I am a quantitative community ecologist aiming to disentangle the mechanisms that promote and maintain biodiversity at different scales. Much of my research involves searching for mechanistic links between environmental variation and population and community dynamics in highly dynamic, abiotically-forced systems. Although my research has evolved to be more computationally driven, my work maintains a strong empirical component, with considerable field experience in New Zealand, northern Spain, central China and western USA. This experience has typically centered on running waters, but my interests are question oriented, not system specific. I use a variety of approaches to explore these questions, including field manipulations, simulations and mining large datasets using different statistical, network, and machine learning techniques.
Much of my past and ongoing research focuses on the metacommunity ecology of dendritic ecological networks. The dendritic nature of river systems can promote unique metacommunity dynamics through regulating dispersal processes. Changes in connectivity and isolation along the network of these hierarchically organized systems can lead to unique patterns of biodiversity at all scales (alpha, beta, gamma). Understanding these physical constraints on metacommunity dynamics is not limited to basic questions, but also apply to key management issues. For instance, I have shown that for restoration projects to achieve their desired ecological outcome, spatial processes such as dispersal routes and barriers, and metacommunity dynamics need to be incorporated into planning. I intend to expand this recent work by applying metacommunity theory to stream networks as a model system, including both aquatic and terrestrial organisms with different dispersal modes that depend on river networks. However, a fundamental problem often faced in stream metacommunity research is that of poor explanatory power and predictive ability. I believe that one of the central elements contributing to this problem is the stochastic nature of rivers and the lack of attention to temporal dynamics. This calls for two advancements in this area of research, which I plan to focus on the coming years: 1. More advanced modeling techniques to account for this stochastic element. 2. More complete time-series data on metacommunities.
This focus on dynamic systems has led on to recent work exploring how temporal environmental variability (seasonality and predictability) allows for the coexistence of a great number of species through temporal niche differentiation. Currently, we seek to understand how climate change will alter such relationships in river systems. In searching for a mechanistic link between climate, streamflow and population dynamics, we are developing novel modeling techniques incorporating stochastic coupled structured population models. These models incorporate detailed stage-specific vital rates of organisms that respond to specific aspects of the hydrologic regime (floods, droughts, etc.). This “interaction neutral” modeling approach, through the omission of interactions during model parameterization, sits somewhere between neutral biodiversity models and more complete food-web models that require a priori pairwise interactions. A simple implementation of this model can be found at jdtonkin.shinyapps.io/CotTam/. Using network theory, we have been expanding on this work to explore the community-wide consequences of flow modification on river ecosystems.

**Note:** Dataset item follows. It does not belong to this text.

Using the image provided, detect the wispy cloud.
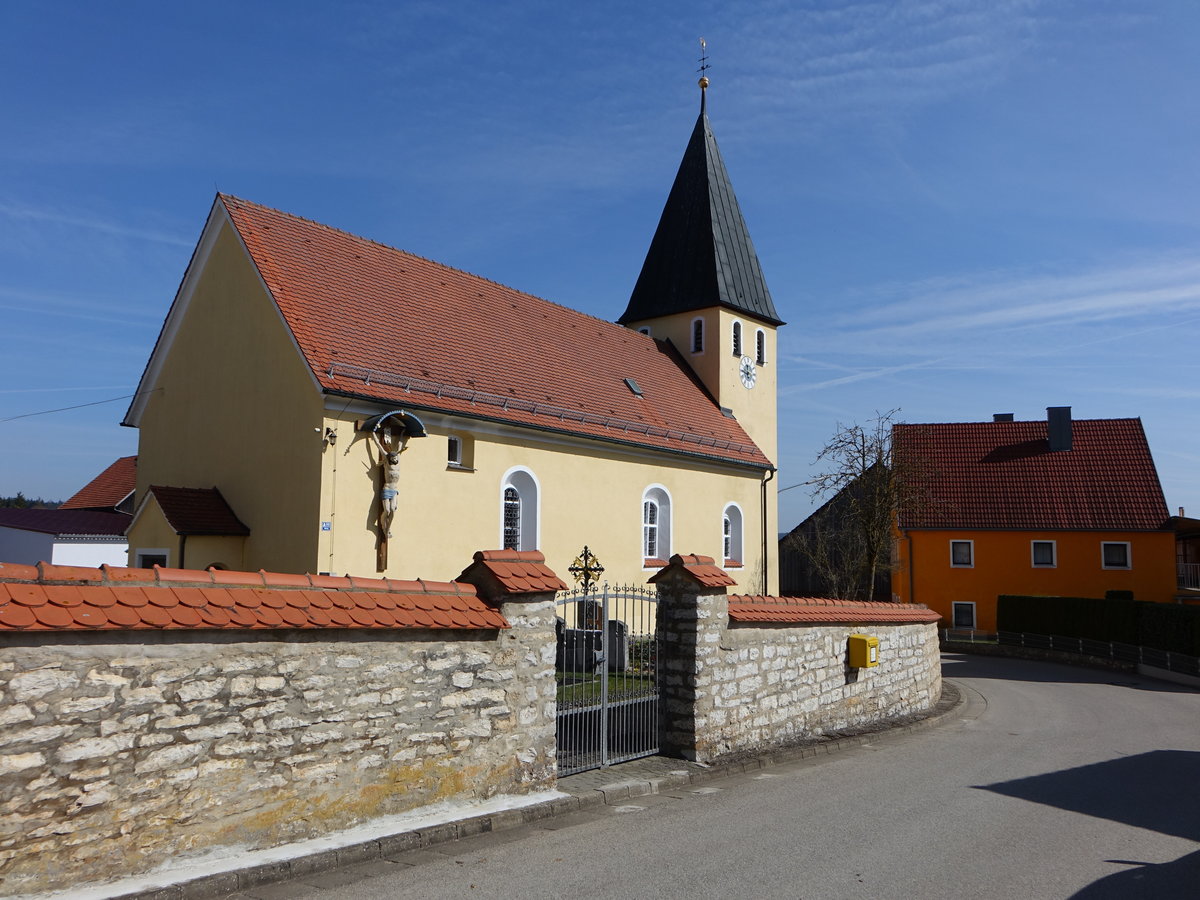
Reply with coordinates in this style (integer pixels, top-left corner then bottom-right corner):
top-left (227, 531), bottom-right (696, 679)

My overarching goal is to contribute strong advances to ecological theory through searching for mechanisms regulating biodiversity in dynamic abiotically-forced systems. As riverine systems are particularly stressed globally, much of my work has had a strong applied focus, including river regulation, mitigating migratory fish passage through novel solutions, and river restoration. By bringing together ecological theory with key environmental issues, I hope to provide tools for practitioners wishing to better manage threatened ecosystems.